ROGERSVILLE — Laurel Run Park’s proposed $135,000 shoreline erosion project won’t be funded this coming year, but the Hawkins County Commission’s Budget Committee did set aside $90,000 for an airport paving project.

On Monday morning, the commission’s Budget Committee went through each new spending request for the proposed 2021-22 fiscal year budget and decided what will move on to the second draft of the budget and what would be cut.

Decisions made Monday will be reflected in a second draft of the budget, which will be presented to the Budget Committee at a meeting next Monday, June 14.

The committee was attempting to be frugal at this past Monday’s meeting due to the $2 million deficit in the first draft.

File photo. The Holston River eroding Laurel Run Park.

County facilities manager Sarah Davis presented the committee last month with a $250,000 request to complete a shoreline erosion project at Laurel Run Park.

Aside from stopping shoreline erosion, the project would repair and improve drainage on the park’s hiking trail to the water fall, and build three new bridges over the creek.

Budget Committee Chairman Mike Herrell expressed opposition to the expenditure last month because there’s no guarantee the park will be protected from erosion in the event of a major flood.

About half the park’s Holston River Shoreline was repaired over the past two years. US Department of Agriculture engineer Daniel Horne, who completed the engineering plans for the project at no cost to the county, estimated the cost of completing the river shoreline project at $133,000 to $135,000.

Davis told the committee there’s not a 100% guarantee the erosion project will stop the Holston River from taking the park. Without the project, however, there’s a 100% guarantee that the river will continue to take the park, Davis noted.

The county’s permit to repair the shoreline expires in December 2022.

“We can’t dig into fund balance for every project that exists, just simply because that fund balance is healthy,” Jason Roach said. “I remember a time … we were trying to dig out of a hole we didn’t have reserves to spend. We have somewhat of a healthy fund balance right now. I’m not going to be in favor of pulling funding every time we just want to do a project unless we find new sources of revenue.

On Monday, Budget Committee member Jeff Barrett, who chairs the commission’s Parks Committee, made a motion to add $135,000 in the budget to complete the shoreline erosion project. Barrett’s motion failed, however, by a vote of 4-1 with Herrell, Roach, Hannah Speaks, and Raymond Jessee opposed.

airport paving grant

Davis presented the committee with a request to allocate $114,000 to the Hawkins County Airport budget to match grant funding for an estimated $2.3 million runway apron construction lighting project design, and lighting project construction.

The airport runway was repaired in recent years to eliminate a line of site issue from one end to the other. Davis noted that the apron that planes use to travel to and from the runway is now being reported out of compliance by inspectors.

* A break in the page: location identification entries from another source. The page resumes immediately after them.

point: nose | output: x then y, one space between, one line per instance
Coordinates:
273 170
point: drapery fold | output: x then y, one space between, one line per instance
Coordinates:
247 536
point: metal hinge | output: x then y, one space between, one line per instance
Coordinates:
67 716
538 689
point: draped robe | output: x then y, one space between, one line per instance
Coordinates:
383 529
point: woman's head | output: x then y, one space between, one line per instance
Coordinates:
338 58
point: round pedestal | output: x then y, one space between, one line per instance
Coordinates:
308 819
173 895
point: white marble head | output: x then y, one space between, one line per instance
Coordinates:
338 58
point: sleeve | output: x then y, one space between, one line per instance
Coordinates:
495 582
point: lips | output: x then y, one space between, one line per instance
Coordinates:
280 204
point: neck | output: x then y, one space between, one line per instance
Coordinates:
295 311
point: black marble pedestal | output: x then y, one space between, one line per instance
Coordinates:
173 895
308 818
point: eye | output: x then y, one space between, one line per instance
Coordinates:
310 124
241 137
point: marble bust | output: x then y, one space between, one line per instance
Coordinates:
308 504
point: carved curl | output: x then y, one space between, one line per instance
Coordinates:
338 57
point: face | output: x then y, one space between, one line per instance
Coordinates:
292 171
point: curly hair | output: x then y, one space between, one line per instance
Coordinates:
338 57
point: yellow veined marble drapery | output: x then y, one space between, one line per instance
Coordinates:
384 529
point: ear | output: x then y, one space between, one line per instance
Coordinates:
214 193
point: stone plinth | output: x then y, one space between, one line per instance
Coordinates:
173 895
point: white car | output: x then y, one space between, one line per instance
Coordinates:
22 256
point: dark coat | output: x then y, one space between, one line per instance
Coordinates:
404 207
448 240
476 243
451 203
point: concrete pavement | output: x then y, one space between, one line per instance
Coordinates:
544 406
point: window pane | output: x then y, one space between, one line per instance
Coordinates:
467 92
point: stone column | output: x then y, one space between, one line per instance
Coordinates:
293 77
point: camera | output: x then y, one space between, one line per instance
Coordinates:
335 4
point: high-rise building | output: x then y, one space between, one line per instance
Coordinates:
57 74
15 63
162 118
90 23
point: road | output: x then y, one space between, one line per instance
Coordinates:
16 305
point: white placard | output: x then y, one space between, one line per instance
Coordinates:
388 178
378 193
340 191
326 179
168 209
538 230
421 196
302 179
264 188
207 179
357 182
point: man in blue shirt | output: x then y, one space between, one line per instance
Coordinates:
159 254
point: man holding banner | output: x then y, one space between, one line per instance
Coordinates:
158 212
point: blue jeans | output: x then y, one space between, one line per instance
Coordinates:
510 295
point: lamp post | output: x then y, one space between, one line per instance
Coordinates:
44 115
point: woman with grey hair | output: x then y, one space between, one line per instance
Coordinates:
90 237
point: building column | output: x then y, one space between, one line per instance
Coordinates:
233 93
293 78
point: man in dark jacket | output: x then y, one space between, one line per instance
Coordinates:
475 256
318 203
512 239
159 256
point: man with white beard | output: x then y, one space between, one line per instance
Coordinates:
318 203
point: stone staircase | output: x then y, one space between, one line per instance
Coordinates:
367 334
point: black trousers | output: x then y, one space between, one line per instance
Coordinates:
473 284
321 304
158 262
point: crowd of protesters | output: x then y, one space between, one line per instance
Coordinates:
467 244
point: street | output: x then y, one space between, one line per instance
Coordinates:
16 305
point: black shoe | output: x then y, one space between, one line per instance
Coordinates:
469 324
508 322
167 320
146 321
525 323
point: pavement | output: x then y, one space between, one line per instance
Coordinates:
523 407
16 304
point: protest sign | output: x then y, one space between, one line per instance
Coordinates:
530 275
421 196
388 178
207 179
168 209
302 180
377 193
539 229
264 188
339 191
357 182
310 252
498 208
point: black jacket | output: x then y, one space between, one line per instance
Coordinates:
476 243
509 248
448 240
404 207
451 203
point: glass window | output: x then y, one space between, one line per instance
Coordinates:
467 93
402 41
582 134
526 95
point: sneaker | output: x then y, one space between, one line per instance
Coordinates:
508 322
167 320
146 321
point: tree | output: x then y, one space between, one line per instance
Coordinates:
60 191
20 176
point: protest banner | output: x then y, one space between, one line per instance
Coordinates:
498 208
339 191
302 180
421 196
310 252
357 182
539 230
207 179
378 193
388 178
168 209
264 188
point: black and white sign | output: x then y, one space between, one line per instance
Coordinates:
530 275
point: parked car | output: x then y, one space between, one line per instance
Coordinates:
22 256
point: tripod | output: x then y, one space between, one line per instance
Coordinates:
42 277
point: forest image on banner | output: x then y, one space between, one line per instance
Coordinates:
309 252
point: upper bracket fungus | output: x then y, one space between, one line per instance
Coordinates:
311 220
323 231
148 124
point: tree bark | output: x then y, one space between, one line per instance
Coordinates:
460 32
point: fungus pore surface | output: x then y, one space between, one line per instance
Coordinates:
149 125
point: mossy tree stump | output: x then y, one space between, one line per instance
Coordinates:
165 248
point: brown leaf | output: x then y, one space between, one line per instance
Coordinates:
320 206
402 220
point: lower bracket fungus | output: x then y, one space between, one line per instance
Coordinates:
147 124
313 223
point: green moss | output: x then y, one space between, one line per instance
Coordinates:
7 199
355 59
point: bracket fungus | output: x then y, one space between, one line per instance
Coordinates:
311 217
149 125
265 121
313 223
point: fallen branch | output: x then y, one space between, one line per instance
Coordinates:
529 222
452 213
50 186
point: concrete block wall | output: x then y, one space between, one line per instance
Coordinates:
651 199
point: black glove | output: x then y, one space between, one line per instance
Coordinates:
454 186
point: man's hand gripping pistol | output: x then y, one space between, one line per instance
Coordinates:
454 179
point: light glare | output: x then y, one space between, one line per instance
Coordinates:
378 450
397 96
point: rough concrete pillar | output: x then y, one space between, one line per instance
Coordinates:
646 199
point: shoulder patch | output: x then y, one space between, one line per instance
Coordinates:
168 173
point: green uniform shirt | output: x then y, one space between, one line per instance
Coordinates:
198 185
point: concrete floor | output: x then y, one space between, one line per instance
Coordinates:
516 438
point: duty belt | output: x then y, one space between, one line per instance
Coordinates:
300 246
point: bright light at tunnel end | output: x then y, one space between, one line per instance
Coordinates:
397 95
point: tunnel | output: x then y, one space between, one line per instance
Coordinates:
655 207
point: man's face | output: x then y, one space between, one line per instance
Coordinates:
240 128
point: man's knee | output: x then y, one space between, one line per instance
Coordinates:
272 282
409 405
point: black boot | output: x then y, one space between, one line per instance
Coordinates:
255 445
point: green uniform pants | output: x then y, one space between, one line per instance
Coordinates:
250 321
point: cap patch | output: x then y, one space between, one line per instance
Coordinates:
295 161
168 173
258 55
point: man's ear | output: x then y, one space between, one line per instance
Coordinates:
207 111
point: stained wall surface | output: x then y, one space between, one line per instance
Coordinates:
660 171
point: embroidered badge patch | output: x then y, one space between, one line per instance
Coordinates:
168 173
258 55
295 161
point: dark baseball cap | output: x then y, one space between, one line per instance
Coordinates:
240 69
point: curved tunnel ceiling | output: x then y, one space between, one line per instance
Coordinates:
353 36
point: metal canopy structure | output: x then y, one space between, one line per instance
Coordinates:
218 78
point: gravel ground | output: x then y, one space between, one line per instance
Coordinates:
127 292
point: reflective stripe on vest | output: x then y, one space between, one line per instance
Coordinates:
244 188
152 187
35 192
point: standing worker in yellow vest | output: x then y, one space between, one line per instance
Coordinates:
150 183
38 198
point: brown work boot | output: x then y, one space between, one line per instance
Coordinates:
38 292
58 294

Davis said there’s a possibility that the county will receive a 100% grant for the project, but a 5% match must already be in the budget in order to apply for the grant.

The committee agreed to transfer $25,000 that was already in the airport budget under the “Other Capital Outlay” line item toward matching funds.

As a result, the committee agreed to allocate the remaining needed $90,000 in new spending toward the grant matching funds.

Emergency response agency requests

Several county fire departments made funding increase requests in the 2021-22 budget, including the VFDs from Carters Valley, Goshen Valley, Persia and Stanley Valley, which each asked for an additional $30,890, from $19,110 to $50,000.

All eight county VFDS were originally budgeted for $19,110, while the four municipal fire departments were budgeted for $17,150.

The Budget Committee approved Speaks’ motion to increase all eight county departments to $30,000.

The Mount Carmel, Church Hill and Rogersville fire departments had requested a $2,850 increase, while Surgoinsville had no additional request. The committee agreed to grant all four municipal departments an additional $2,850.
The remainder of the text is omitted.